Taking a cue from the current
popularity of reality television, the author theorizes its implications for
and influence on the increasing denigration of modern cultural discourse,
definining it as a space that is empty
of social justice rhetoric. Quinby argues for the possibilities of considering
and discussing social justice in these mediated cultural spaces, asserting
that such alternative formats can actually facilitate more
equitable ways of thinking, speaking and acting. The limits of truth, the
development of freedom and the role of feminism in a freedom-based concept
of justice are discussed in ways that facilitate the consideration of contemporary
cultural and artistic production as part of a creatively emergent/resistant
emancipatory discourse.
Canadian
Journal of Education. Vol. 24, No. 1 (Winter 1999). "Beyond dualism:
toward a dialogic negotiation of difference" by Rishma Dunlop. (pp.
57-69).
Abstract: The author
explores the development of a critical pedagogy that interrogates commonly
held assumptions about identity and culture in social, political, and historical
perceptions of cultural difference. She attempts to deconstruct dichotomizing
tendencies of thinking about differences, with the aim to position thinking
instead along the borderlands or on the fault line between cultures, a 'third
space' in which to live critically. She examines the perspectives of critical
consciousness,
third-space positionings, and dialogic negotiations of differences through
the lenses of feminist theory, narrative enquiry, and literary theory to
suggest how these perspectives may lead to cross-cultural identification
or understandings in the post-secondary classroom.
Educational
Theory.

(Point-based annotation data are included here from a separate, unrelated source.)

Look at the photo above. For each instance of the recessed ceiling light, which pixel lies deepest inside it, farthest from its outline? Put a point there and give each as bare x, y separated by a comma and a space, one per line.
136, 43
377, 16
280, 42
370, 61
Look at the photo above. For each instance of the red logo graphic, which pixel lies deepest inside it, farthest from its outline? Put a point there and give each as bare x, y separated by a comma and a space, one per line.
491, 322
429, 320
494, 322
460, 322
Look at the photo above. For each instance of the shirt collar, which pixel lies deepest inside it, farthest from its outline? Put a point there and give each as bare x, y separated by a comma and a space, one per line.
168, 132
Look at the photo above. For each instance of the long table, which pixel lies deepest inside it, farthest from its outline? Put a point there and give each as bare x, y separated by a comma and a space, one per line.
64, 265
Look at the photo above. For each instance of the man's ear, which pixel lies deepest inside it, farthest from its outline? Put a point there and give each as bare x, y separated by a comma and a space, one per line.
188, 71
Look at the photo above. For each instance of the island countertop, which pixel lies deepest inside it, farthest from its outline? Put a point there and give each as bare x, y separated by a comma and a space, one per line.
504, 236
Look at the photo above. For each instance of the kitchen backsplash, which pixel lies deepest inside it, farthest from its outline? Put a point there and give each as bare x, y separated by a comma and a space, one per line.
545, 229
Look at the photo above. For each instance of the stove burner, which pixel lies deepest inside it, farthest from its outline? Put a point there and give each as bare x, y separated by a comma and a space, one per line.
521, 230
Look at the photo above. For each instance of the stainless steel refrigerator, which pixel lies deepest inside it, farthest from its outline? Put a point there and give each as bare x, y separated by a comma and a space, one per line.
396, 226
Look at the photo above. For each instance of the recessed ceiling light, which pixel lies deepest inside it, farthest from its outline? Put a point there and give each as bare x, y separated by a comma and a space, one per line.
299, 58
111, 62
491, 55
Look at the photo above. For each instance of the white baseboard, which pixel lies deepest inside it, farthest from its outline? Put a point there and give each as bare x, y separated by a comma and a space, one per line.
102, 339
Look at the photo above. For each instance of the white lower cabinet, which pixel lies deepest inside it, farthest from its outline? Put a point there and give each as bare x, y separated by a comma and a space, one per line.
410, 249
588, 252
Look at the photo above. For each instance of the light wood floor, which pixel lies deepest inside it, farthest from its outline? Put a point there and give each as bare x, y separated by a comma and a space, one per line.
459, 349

Vol. 46 (Summer 1996). "Feminist pedagogy theory: reflections
on power and authority" by Carmen Luke. (pp. 283-302).
Abstract: The writer
explores some of the tensions and contradictions within feminist pedagogy
and examines feminist work in the academy. She argues that the conceptual
logic and political practice of opposition in feminist pedagogy to the male
legacy of authority, power, and knowledge have consequences for women that
are potentially self-invalidating and politically disabling. It is time to
develop a kind of anti-confessional pedagogy that would seek theoretically
to bring together the seductive dynamics of knowledge, the engendered embodiment
of teacher and student, and the performativity of teaching with an ethics
grounded in the resistance to abusive power and social injustices. It is
necessary for feminists to disengage from their anxieties about authority
and power. It is necessary to take authority, to acknowledge and theorize
the power that is variously exercised and to resist the hidden hegemony of
feminism itself -- that which keeps feminists from constructively criticizing
some of feminism's most cherished tenets.